Of course, if you've just a wee bit of experience, MS is easy-peasy.
Plenty of pinging opportunity - if you can get some help to start off with! Image: Wikicommons/ |
And there's the rub: I've not operated MS before, so which frequency? Nobody seems to want to agree, with essentially all online resources being US-based. In the EU, things are different, so I had to keep looking; 'PingJockey' is no good for me!

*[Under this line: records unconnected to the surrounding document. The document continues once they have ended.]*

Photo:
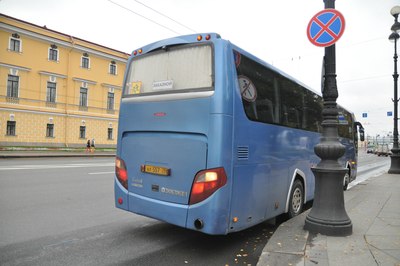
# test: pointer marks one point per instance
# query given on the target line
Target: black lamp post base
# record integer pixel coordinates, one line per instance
(394, 164)
(328, 228)
(328, 215)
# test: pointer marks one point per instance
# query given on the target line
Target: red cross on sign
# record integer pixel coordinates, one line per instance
(326, 27)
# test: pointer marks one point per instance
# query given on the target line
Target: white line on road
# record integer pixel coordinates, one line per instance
(101, 173)
(54, 166)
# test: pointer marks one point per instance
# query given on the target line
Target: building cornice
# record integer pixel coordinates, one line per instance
(52, 74)
(15, 67)
(71, 43)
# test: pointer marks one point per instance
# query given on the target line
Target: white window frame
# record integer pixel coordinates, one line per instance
(116, 69)
(20, 44)
(88, 58)
(58, 54)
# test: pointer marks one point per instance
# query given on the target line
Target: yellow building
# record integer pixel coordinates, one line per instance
(56, 90)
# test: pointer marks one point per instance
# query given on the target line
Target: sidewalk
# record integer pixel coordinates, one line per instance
(373, 208)
(54, 153)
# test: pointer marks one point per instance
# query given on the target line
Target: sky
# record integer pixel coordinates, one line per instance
(274, 31)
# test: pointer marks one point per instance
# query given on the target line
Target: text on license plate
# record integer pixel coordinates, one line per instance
(155, 170)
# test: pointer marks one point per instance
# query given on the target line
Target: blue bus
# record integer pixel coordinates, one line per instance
(213, 139)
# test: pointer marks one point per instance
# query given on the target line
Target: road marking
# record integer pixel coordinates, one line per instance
(54, 166)
(102, 173)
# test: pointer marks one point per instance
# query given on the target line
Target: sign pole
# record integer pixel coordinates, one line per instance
(328, 215)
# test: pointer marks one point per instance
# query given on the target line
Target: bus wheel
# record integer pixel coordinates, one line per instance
(346, 181)
(296, 199)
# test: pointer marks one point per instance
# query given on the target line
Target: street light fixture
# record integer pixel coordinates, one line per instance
(328, 215)
(394, 36)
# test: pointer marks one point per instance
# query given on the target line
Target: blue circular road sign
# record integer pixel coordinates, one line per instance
(326, 27)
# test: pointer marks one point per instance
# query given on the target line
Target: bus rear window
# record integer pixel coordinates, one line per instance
(172, 70)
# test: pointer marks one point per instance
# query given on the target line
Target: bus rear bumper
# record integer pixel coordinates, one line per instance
(165, 211)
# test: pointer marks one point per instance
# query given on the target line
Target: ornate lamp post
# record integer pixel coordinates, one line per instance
(395, 157)
(328, 215)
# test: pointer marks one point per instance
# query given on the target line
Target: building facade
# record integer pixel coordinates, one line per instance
(57, 90)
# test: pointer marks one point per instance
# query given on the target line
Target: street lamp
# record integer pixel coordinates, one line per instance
(328, 215)
(395, 157)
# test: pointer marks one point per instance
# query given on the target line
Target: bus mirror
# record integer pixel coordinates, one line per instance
(362, 135)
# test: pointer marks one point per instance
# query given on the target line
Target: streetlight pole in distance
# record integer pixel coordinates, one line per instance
(395, 157)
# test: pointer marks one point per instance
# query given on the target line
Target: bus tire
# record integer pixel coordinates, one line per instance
(296, 199)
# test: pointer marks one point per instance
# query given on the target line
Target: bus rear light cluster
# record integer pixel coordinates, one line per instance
(205, 183)
(121, 172)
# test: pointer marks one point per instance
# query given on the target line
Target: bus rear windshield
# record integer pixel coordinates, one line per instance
(178, 69)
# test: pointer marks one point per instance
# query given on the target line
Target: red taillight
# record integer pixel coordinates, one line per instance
(206, 183)
(121, 172)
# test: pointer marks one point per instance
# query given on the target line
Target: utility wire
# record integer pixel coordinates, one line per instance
(137, 14)
(177, 22)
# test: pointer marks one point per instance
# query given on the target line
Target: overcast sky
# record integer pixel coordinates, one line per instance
(273, 30)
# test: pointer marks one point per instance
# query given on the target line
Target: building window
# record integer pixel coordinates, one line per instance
(109, 133)
(50, 130)
(85, 62)
(113, 68)
(110, 101)
(53, 53)
(82, 132)
(11, 128)
(83, 97)
(15, 44)
(12, 86)
(51, 92)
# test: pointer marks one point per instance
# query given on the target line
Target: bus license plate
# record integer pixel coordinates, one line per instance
(155, 170)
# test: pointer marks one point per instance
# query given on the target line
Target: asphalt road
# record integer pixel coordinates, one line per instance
(60, 211)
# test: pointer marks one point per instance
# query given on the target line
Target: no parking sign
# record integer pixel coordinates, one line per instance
(326, 27)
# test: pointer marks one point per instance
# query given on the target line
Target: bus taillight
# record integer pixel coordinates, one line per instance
(121, 172)
(206, 183)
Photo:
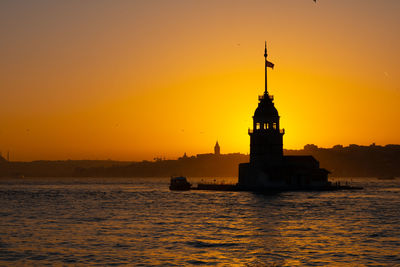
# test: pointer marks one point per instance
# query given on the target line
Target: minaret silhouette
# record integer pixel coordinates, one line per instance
(266, 144)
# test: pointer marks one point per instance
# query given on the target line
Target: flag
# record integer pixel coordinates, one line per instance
(269, 64)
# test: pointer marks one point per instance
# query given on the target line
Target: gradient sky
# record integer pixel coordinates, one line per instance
(132, 80)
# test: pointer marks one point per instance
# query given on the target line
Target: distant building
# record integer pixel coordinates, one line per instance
(217, 149)
(268, 167)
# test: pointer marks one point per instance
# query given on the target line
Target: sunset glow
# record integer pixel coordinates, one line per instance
(133, 80)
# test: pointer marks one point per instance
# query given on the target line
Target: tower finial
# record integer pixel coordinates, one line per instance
(265, 51)
(265, 56)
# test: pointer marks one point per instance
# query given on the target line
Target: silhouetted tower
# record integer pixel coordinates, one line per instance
(217, 149)
(266, 146)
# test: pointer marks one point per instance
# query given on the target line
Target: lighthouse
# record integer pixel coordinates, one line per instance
(268, 167)
(266, 137)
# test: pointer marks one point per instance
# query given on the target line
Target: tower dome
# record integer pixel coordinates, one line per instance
(266, 108)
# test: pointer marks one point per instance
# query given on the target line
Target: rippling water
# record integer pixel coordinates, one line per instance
(132, 221)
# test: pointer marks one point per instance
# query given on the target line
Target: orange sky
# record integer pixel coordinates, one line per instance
(132, 80)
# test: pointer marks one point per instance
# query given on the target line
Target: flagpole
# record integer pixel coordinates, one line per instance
(265, 66)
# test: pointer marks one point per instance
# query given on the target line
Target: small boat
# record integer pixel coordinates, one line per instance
(179, 183)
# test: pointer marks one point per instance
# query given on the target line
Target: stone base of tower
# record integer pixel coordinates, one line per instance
(295, 172)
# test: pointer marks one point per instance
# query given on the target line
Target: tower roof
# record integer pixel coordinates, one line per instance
(266, 108)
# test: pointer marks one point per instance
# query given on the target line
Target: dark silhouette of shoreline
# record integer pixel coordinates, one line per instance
(350, 161)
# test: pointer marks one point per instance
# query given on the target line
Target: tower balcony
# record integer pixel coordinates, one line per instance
(261, 97)
(250, 131)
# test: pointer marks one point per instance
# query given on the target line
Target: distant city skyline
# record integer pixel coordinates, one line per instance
(139, 79)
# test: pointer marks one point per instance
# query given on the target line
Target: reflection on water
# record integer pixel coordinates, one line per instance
(139, 221)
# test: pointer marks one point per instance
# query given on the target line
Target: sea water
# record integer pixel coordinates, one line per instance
(138, 221)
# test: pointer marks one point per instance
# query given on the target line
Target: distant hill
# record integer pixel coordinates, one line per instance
(350, 161)
(355, 160)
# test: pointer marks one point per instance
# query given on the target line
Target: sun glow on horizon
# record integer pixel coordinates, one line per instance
(137, 80)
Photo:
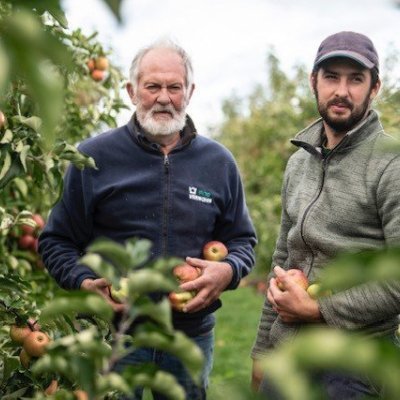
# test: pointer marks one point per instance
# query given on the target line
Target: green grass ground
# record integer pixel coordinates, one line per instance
(236, 327)
(235, 332)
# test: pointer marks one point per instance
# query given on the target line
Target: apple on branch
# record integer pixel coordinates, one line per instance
(214, 251)
(297, 276)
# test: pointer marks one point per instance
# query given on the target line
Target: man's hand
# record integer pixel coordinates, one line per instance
(215, 277)
(293, 304)
(102, 287)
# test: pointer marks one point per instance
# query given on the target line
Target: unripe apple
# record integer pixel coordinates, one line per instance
(24, 358)
(214, 251)
(185, 272)
(101, 63)
(52, 388)
(120, 295)
(179, 300)
(97, 75)
(19, 333)
(35, 343)
(297, 276)
(26, 242)
(81, 395)
(2, 119)
(314, 291)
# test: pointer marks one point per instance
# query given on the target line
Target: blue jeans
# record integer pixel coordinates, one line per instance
(173, 365)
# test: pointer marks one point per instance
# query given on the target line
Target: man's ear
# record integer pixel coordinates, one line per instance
(375, 89)
(313, 81)
(131, 92)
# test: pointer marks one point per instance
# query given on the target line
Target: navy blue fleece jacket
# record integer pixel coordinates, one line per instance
(179, 202)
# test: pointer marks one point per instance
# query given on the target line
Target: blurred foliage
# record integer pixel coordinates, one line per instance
(258, 130)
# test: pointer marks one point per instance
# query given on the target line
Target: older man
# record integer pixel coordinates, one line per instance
(157, 179)
(340, 192)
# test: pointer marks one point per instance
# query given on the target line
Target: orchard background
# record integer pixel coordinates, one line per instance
(57, 87)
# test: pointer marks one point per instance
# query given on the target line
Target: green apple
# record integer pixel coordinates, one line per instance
(314, 291)
(120, 295)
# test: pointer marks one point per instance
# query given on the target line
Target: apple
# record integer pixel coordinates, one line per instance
(185, 272)
(52, 388)
(24, 358)
(81, 395)
(178, 300)
(97, 75)
(314, 291)
(26, 242)
(297, 275)
(214, 251)
(2, 119)
(19, 333)
(101, 63)
(35, 343)
(120, 295)
(90, 64)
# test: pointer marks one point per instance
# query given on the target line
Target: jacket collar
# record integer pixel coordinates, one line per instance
(188, 133)
(312, 137)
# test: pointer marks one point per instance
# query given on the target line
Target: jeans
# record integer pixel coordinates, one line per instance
(173, 365)
(336, 386)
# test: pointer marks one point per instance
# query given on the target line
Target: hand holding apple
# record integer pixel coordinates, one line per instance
(296, 275)
(214, 251)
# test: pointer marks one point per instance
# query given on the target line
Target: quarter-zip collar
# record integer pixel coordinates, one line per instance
(187, 134)
(312, 137)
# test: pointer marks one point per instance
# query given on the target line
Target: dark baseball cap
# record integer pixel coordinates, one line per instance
(348, 44)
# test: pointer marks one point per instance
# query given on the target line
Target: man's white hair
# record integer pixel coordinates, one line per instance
(162, 43)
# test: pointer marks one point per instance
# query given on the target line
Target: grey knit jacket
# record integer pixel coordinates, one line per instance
(349, 200)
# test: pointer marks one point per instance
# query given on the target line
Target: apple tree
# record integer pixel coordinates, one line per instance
(59, 86)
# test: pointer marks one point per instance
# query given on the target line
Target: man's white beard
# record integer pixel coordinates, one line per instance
(154, 127)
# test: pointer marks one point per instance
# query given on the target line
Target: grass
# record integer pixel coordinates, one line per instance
(235, 331)
(236, 328)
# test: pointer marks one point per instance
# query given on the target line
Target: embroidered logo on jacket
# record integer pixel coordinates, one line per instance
(199, 195)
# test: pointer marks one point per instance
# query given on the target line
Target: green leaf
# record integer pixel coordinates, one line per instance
(76, 302)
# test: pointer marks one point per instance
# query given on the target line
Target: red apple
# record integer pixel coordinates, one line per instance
(19, 333)
(214, 251)
(35, 343)
(24, 358)
(185, 272)
(297, 276)
(179, 300)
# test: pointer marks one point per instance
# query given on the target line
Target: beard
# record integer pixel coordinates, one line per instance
(342, 125)
(154, 127)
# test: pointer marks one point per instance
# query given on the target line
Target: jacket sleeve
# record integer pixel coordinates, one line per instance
(236, 230)
(68, 231)
(367, 304)
(268, 315)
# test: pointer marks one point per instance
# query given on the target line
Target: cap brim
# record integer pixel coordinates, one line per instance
(347, 54)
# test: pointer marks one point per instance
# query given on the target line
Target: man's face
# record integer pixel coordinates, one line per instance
(161, 96)
(343, 92)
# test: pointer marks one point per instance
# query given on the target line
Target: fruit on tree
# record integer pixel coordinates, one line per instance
(185, 272)
(19, 333)
(24, 358)
(90, 64)
(297, 276)
(214, 251)
(35, 343)
(27, 242)
(97, 75)
(120, 295)
(178, 300)
(52, 388)
(101, 63)
(81, 395)
(2, 119)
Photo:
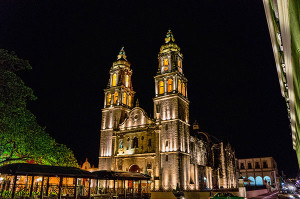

I asked a few operators, who seemed to want to keep the MS activity to themselves by not recommending any frequency or mode. The sole helpful and relatively up-to-date site I came across was this one by G0ISW - big thanks to him! This site also pointed me to the EU-centric MS forum site maintained by ON4KST - again, big thanks are due there.
And which mode is best? JT6M is ubiquitous in online resources. This is not the latest MS mode, WSJT9 not even offering it as an option (it has reappeared in WSJT10 beta.)
The band plan for Region 1 is meant to have nudged MS operations from around 50.230 to 50.320, but operators seem to have other ideas, with only a very few having moved as IARU wishes.
Listening in at 50.230 just ahead of the Perseids, I could hear plenty of signals but no decodes. This was my failing to appreciate just how stuck to JT6M everybody seems to be. You have ISCAT A and B, JTMS, FSK441 but, no, all activity seems to be JT6M-based. Then I got the decodes.
I'll see what the prospects of making some QSOs with a simple 2 ele quad and about 35W during the narrow peak of the Perseids might be later today. For now, I'm glad I cut through all the dated and/or wrong internet advice, and once more, found out for myself, rather than through any help from experienced operators, how to cut it on 6m MS.
UPDATE:
A few hours after writing this, a lunchtime session produced my first MS contact with SP7QJF at a distance of 1147 miles (1847km) - not bad at all, and approaching the maximum expected distance for a MS QSO, given the simple antenna and low power of 35W out. Later, I managed to bag three more QSOs. It's a propagation mode that needs patience, but you can do it with simple equipment, at least on 6m.